I would like to change our ISE FQDN. What issue could arise by changing the ISE FQDN? Say from Host.A to Host.B. I would like to do this in order to apply a certificate we now have.

2 Replies 2

marce1000
Hall of Fame
Hall of Fame

 

  - ISE requires that PTR records for all nodes point to the correct FQDN.

  M.



-- Each morning when I wake up and look into the mirror I always say ' Why am I so brilliant ? '
    When the mirror will then always repond to me with ' The only thing that exceeds your brilliance is your beauty! '

Arne Bier
VIP
VIP

I haven't done this procedure in a while, but if I recall, changing the domain has the following effect:

rnolabise02/admin#configure t
Entering configuration mode terminal
rnolabise02/admin(config)#ip domain-name newdomain.local
  % Warning: Updating the domain name will cause any certificate using the old
% domain name to become invalid. Therefore, a new self-signed
% certificate using the new domain name will be generated now for
% use with HTTPs/EAP. If CA-signed certs were used on this node,
% please import them with the correct domain name. If Internal-CA
% signed certs are being used, please regenerate ISE Root CA certificate.
% In addition, if this ISE node will be joining a new Active Directory
% domain, please leave your current Active Directory domain before
% proceeding.
% Changing the IP domain-name will cause ise services to restart
Proceed? [yes,no]

 If you don't need the self-signed certs for anything, then you can ignore the message above about certificate re-generation. 

And you'd need to do this on every node. One at a time, waiting for services to restart. 

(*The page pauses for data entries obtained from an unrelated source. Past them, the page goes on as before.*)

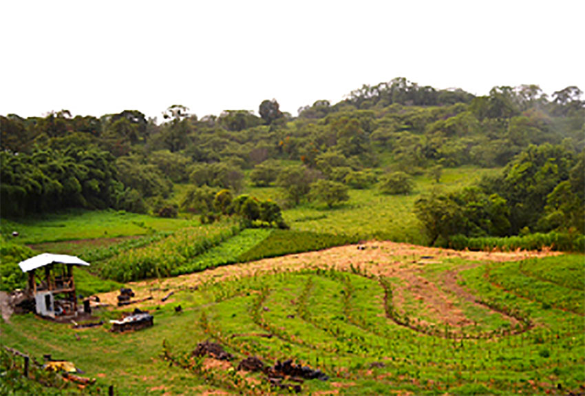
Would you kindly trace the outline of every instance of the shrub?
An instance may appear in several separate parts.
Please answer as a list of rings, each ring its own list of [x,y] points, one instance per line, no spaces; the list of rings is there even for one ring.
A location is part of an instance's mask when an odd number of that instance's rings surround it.
[[[383,176],[380,180],[380,191],[385,194],[407,194],[414,188],[412,179],[402,171]]]

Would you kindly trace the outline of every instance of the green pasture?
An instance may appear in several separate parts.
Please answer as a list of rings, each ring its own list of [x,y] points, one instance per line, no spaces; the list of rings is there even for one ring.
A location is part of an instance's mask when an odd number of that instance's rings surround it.
[[[69,210],[58,213],[31,215],[18,221],[1,220],[2,233],[12,231],[15,240],[27,244],[47,242],[116,238],[145,235],[156,231],[174,231],[191,225],[193,220],[168,219],[114,210]],[[198,221],[195,222],[198,224]]]
[[[410,262],[409,258],[396,259]],[[576,305],[584,288],[566,297],[570,306],[577,308],[561,309],[553,300],[543,304],[535,275],[523,275],[531,282],[514,281],[529,267],[533,273],[549,267],[553,275],[546,282],[572,285],[572,271],[585,270],[582,256],[554,259],[555,265],[551,258],[471,267],[474,263],[445,259],[419,267],[422,276],[444,288],[440,277],[460,271],[460,283],[485,306],[515,313],[529,324],[518,333],[494,328],[489,313],[469,306],[466,314],[477,323],[463,336],[443,326],[429,333],[401,324],[389,315],[389,306],[397,298],[392,286],[370,275],[367,267],[350,272],[275,269],[273,274],[207,283],[197,289],[184,286],[173,290],[169,304],[145,306],[154,315],[155,325],[134,333],[112,333],[107,324],[75,330],[32,315],[12,316],[0,330],[5,345],[38,359],[51,353],[70,359],[85,375],[96,378],[94,386],[111,384],[120,395],[213,390],[282,394],[260,373],[228,368],[246,356],[268,364],[292,359],[330,377],[304,381],[304,395],[565,395],[585,382],[585,321]],[[390,281],[390,285],[396,282]],[[515,288],[509,290],[512,284]],[[178,305],[180,313],[174,309]],[[120,313],[119,309],[109,309],[97,315],[107,321]],[[413,306],[408,315],[411,324],[416,323],[424,311]],[[478,334],[489,335],[476,337]],[[202,368],[191,353],[205,340],[220,343],[234,358],[221,366]]]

Ensure that the nodes are all still registered to one another during this process - that's the part I would test in the lab (unless someone can confirm).  From memory, I think I de-registered all the nodes, did the domain name change on each one, created new Admin certs for all, and then registered them all back again. A lot of work, but it felt like the right thing to do. And it succeeded.